Posted in Calls for Papers by Editor on May 11, 2019

Symposium | Power Couples: The Pendant Format in Art
Utah Museum of Fine Arts, University of Utah, Salt Lake City, 4 October 2019

Organized by Leslie Anderson

Proposals due by 15 June 2019

The Utah Museum of Fine Arts at the University of Utah will host an interdisciplinary symposium to coincide with the upcoming special exhibition Power Couples: The Pendant Format in Art (11 July — 8 December 2019), which will examine ideas imparted by two interdependent works (called pendants) from the fifteenth century until the present day. Papers that consider works conceived as pairs in the visual arts, literature, and music are invited, and new research related to pairs in other disciplines is encouraged. What are the artistic strategies at play in the creation of companion pieces? How do the format and display (or experience) of pendants communicate meaning?

Advanced graduate students, as well as established and emerging scholars, are invited to apply. Please submit an abstract of 250–300 words and a CV to both leslie.anderson@umfa.utah.edu and iris.moulton@umfa.utah.edu by 15 June 2019. Selected participants will be notified on or before 15 July 2019.

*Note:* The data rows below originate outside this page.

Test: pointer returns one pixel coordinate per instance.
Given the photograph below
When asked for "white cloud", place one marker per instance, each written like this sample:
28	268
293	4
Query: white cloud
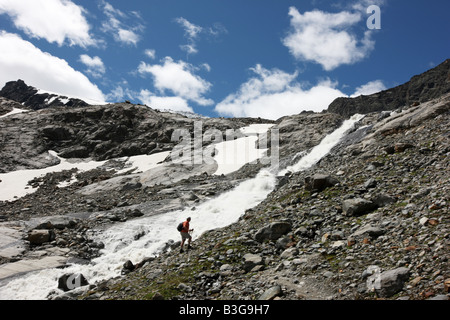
19	59
178	78
369	88
327	38
273	93
164	103
95	65
192	32
121	31
128	36
57	21
151	53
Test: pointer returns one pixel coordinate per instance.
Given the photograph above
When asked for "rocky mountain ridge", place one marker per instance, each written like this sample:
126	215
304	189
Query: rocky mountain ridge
370	220
421	88
32	98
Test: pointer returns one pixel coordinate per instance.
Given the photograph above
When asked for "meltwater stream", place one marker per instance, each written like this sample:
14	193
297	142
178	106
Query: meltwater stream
120	243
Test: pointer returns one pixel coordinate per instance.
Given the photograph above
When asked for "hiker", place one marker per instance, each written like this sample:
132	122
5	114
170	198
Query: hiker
185	234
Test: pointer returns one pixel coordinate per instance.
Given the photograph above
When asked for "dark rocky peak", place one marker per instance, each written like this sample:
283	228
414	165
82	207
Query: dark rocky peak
421	88
35	99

This symposium is organized by Leslie Anderson, Curator of European, American, and Regional Art, and Iris Moulton, Coordinator of Campus Engagement, at the Utah Museum of Fine Arts, University of Utah.

Keynote Speaker

Wendy N. E. Ikemoto is Associate Curator of American Art at the New-York Historical Society. She served as organizing curator for Rockwell, Roosevelt & the Four Freedoms (2018), Betye Saar: Keepin’ It Clean (2018–19), Bettina von Zwehl: Meditations in an Emergency (2018–19), and Augusta Savage: Renaissance Woman (2019), and as curator for Panoramic Perspectives (2019–20). She is planning an upcoming exhibition on the American romantic artist John Quidor. Prior to joining the New-York Historical Society, Ikemoto worked in academia at The Courtauld Institute of Art in London and Vassar College in New York and in secondary education at a school for Native Hawaiian students. She holds a BA in Art History from Stanford University and an AM and PhD in the History of Art and Architecture from Harvard University. Her publications include Antebellum American Pendant Paintings: New Ways of Looking (Routledge, 2017) and articles in American Art and The Burlington Magazine.